I thought once I had paid my dues, done the all-nighters, and succeeded that I wouldn't fall back into the grips of insomnia. Now, almost a decade and a new venture later, I'm back at it. I've seen 4:30 AM for many consecutive months. It doesn't feel as easy as it used to, and I'm beginning to think that it's really not healthy.
I notice that I'm often tired and ready to sleep around 9:00 PM. If I find myself in a dark place (movie date or something), I'll pass out. Quite embarrassing. But once I'm "over the hump" I'm good for another 8 hours or so.
I started exercising daily and meditating at least half an hour a day and now I sleep like a baby. Sometimes it takes a couple hours of reading, but its not a severe problem for me anymore. Exercise or meditation alone didn't do it. Together they give me physical tiredness and mental quiet, which means sleep.
Its amazing what physical/mental upkeep will do for you. That being said... I just install F.lux and may try some of this other stuff too!
YMMV of course but do take care :)
Do what you enjoy doing before bedtime in the morning - but after your most interesting meeting of the day first over coffee or breakfast. This has helped me get through the day and reset (at least for the next weekday or two).
Will someone please provide a solution to this problem...I, for one, would be willing to pay for it.

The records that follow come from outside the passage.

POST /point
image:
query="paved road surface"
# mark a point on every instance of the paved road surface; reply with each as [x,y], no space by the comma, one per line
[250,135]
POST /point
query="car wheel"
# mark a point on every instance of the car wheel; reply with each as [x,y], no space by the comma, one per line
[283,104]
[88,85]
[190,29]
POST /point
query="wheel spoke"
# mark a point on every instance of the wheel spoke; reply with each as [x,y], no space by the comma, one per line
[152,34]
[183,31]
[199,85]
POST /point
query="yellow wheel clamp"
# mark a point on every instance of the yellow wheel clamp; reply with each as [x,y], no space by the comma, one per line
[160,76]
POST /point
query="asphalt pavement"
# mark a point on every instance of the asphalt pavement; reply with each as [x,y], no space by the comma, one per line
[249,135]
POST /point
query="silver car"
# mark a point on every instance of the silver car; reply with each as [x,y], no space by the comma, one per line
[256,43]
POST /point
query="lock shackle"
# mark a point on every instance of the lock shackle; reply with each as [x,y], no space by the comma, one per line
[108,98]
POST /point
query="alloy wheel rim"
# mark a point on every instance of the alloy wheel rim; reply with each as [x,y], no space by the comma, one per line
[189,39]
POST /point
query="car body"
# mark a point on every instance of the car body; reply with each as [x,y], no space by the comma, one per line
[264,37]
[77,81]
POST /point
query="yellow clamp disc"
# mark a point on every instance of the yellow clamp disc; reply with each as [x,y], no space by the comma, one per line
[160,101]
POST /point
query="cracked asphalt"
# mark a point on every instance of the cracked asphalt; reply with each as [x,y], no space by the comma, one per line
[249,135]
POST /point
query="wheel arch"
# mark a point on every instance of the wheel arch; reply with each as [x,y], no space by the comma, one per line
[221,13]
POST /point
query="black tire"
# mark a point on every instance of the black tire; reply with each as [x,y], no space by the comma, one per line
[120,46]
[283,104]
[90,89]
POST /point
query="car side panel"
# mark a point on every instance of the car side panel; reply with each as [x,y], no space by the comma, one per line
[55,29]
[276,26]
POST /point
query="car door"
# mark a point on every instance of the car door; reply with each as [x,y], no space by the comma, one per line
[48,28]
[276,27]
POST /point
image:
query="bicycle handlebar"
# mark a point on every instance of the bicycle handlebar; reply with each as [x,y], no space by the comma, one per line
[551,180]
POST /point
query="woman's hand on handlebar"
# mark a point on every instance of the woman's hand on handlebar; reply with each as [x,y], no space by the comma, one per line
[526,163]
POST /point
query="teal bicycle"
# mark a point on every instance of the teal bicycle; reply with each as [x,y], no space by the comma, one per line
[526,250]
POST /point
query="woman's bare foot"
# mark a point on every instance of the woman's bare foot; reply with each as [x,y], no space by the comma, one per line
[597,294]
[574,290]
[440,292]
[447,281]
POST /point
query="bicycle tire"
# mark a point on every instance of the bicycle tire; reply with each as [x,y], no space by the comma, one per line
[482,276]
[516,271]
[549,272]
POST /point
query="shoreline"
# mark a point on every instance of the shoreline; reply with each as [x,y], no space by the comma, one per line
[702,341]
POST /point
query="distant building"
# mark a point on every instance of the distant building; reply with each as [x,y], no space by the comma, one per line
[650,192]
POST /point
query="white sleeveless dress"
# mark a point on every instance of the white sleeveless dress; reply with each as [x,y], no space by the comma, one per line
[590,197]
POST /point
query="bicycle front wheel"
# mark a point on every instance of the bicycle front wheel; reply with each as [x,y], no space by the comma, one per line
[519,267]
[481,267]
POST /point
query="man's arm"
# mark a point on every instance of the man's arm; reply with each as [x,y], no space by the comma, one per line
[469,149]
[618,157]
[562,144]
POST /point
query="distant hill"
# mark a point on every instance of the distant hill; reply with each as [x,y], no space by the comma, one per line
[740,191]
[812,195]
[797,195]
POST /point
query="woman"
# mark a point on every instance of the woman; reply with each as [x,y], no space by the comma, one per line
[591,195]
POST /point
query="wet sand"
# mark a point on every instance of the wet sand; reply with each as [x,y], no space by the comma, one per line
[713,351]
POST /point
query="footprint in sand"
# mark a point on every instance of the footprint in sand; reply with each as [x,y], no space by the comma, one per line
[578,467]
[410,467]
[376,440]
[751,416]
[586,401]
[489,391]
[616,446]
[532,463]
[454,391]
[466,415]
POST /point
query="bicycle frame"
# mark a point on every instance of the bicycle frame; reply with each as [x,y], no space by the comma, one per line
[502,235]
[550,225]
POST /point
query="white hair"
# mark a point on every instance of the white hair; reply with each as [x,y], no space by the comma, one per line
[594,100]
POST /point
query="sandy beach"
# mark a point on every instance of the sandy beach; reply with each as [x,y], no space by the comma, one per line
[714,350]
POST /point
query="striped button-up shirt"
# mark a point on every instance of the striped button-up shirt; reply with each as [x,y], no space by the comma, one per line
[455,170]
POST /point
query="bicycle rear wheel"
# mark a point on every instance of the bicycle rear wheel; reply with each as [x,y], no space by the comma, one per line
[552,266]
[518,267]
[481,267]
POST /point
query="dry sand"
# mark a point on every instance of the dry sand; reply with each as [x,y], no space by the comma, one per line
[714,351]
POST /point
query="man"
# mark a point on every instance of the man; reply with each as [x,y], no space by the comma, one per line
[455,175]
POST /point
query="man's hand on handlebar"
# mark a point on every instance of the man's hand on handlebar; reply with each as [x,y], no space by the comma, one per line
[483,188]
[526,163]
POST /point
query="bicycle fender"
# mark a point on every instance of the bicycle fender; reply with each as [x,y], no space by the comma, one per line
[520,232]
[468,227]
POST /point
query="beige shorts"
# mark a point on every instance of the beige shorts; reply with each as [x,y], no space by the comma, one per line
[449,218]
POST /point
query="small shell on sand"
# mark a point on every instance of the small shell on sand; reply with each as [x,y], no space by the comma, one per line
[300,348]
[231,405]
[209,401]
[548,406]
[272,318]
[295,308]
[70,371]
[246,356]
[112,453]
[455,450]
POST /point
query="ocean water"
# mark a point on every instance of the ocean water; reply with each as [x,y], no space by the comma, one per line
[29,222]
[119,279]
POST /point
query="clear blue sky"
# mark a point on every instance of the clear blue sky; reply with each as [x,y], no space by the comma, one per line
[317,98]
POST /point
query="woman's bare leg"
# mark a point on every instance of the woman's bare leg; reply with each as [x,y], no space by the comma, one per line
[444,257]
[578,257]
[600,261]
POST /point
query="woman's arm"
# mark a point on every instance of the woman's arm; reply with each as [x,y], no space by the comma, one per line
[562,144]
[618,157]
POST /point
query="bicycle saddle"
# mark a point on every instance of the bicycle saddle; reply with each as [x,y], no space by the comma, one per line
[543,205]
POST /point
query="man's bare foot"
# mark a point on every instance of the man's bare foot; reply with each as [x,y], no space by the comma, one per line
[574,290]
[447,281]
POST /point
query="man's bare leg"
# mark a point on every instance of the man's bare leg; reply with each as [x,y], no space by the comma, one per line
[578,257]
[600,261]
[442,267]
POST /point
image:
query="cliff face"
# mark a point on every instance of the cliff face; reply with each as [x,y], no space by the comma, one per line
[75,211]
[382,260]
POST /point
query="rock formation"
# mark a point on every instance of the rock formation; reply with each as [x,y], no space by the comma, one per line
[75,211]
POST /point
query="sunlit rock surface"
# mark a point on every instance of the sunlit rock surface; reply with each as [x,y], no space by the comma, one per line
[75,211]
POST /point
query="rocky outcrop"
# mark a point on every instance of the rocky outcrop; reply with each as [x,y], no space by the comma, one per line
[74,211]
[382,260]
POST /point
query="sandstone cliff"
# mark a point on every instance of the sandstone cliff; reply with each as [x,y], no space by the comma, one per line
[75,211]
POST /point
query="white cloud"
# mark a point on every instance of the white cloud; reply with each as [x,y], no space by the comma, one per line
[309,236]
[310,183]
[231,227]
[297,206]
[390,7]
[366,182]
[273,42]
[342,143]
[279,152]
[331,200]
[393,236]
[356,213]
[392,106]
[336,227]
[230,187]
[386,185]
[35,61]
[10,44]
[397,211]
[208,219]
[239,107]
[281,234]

Also you could check out BluBlocker sunglasses which can be gotten cheap on eBay. But, I'm not sure if they will work for what you want.
The light thing does work though. There are studies backing it and I've tried it and it definitely works.
One funny thing about one of those studies. They somehow found "evidence" that light on the inside of elbow (I think its called the cubital tunnel area) had the same effect on circadian rhythms, but I think this was later disproven.
Besides that, I've found myself growing ever more sensitive to lighting, natural or otherwise. The 'fluorescent sunshine' from the overhead fixtures typical to most office environments is a definite demotivator. Likewise, I usually remove those ubiquitous, vinyl miniblinds from any new apartment and replace them with Chinese-style roll-up blinds with opaque fabric to allow in natural light.
Edit: russell_h actually did something of the sort - http://news.ycombinator.com/item?id=1409313
Not that I want to ruin your fun or anything. :)
(and the "3 Guinness" method has its flaws in the long run.)
However, when I do go to bed, I fall immediately asleep for 5 or 6 hours and I'm pretty awake and alert in the mornings generally.
Great article, and gives me some ideas for if I ever have to adjust to 'normal' hours.
I read about this melatonin-suppressing blue light theory recently. It seems very plausible to me, since I have the tendency to stay up arbitrarily late doing absolutely nothing productive on the computer. I thought it would be brilliant to modify the display settings to ramp down the blue light after a certain time.
This struck me as such a novel approach to the issue that it never even occurred to me that such an application might already exist! I also didn't know that so many other people had the same general set of problems with sleeping.